Hook Fish Co. at Proof Lab, Mill Valley, CA
Editor’s Note: As always, much is left to discover after reading this article. We share only enough to entice you to stop in and experience the place for yourself.
FOOD & ITS ENVIRONMENTS. In the 1800’s Tam Junction (named after the Tamal tribe that once resided in the area) was farmland and saltwater marsh tucked into a valley between golden rolling hills dotted with the occasional California Oak. A dusty road wound from the ferry dock in Sausalito and headed North towards Mill Valley. After bridging Coyote Creek, it split off to the West past a single farmhouse and pastures towards the coast to distant farms and coastal towns. The road continued to the right toward the lumber town of Mill Valley where summer homes awaited travelers from San Francisco. This junction, the “Y” in the road, is how the area got its name.

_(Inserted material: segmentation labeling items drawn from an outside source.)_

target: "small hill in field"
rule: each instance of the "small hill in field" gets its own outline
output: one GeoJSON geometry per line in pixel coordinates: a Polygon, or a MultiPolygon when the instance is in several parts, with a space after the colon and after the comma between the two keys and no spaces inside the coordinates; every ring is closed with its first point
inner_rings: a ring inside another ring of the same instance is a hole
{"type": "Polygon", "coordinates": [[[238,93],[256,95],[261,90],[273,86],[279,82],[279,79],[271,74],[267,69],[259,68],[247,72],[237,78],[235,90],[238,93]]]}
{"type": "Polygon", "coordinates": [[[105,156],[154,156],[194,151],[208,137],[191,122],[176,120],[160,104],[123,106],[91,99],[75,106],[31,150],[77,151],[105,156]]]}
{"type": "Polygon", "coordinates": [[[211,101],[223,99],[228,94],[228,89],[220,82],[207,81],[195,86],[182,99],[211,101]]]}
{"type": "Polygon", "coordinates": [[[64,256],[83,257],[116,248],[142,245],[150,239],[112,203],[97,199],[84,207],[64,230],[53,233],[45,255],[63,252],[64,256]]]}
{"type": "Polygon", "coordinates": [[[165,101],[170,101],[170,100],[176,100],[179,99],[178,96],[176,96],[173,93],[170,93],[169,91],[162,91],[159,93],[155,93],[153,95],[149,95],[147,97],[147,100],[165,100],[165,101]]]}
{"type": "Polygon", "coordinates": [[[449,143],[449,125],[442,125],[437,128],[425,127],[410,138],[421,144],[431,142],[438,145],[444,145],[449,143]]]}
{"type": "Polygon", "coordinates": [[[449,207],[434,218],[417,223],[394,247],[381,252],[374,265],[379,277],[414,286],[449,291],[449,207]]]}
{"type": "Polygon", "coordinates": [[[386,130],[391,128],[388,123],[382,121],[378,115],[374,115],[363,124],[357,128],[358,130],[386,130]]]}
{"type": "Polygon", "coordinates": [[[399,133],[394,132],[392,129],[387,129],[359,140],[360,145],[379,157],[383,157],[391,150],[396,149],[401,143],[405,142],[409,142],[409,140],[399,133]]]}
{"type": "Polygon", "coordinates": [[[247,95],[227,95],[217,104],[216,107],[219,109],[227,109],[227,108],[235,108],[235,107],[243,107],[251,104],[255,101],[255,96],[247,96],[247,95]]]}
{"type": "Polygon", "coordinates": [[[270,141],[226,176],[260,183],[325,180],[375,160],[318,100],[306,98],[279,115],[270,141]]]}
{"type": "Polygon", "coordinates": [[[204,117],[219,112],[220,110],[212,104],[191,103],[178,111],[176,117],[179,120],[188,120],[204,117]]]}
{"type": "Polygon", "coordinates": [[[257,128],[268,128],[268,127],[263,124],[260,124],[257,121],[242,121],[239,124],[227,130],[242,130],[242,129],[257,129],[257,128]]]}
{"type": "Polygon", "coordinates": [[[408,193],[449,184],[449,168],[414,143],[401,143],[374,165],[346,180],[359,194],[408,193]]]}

At Tam Junction, town folks veered right, farmers and adventurers veered left. This remains the same today. The resulting intersection, for many years marked by “the rug store” is still merely a slight curve for those heading into the cozy town of Mill Valley, with no reason to stop unless you happen to get stuck at the eternally red traffic light. For those veering left, however, it is the last stop for gas and provisions for 25 miles. The collection of businesses then, are more frontier in nature, and more function than form. The intersection has always had the look of an abandoned town that someone is continuously trying to revive. A cold wind blows through the valley every afternoon, usually bringing fog with it, creating a heavy grey ambiance as the night chill sets in. In winter, everything is covered with frost, making it the coldest place in the entire Bay Area. The aging buildings seem to sag with the weight of the fog. It is the perfect setting for the surf shop Proof Lab, a source of surf and skate gear plus clothing, and which is probably the coolest shop in a 200 mile radius not intentionally, just because it is. Tam Junction has the weathered feel of a beach town pummeled by saltwater & wind, and a supply stop for farmers, gold miners, craftsmen and lumbermen.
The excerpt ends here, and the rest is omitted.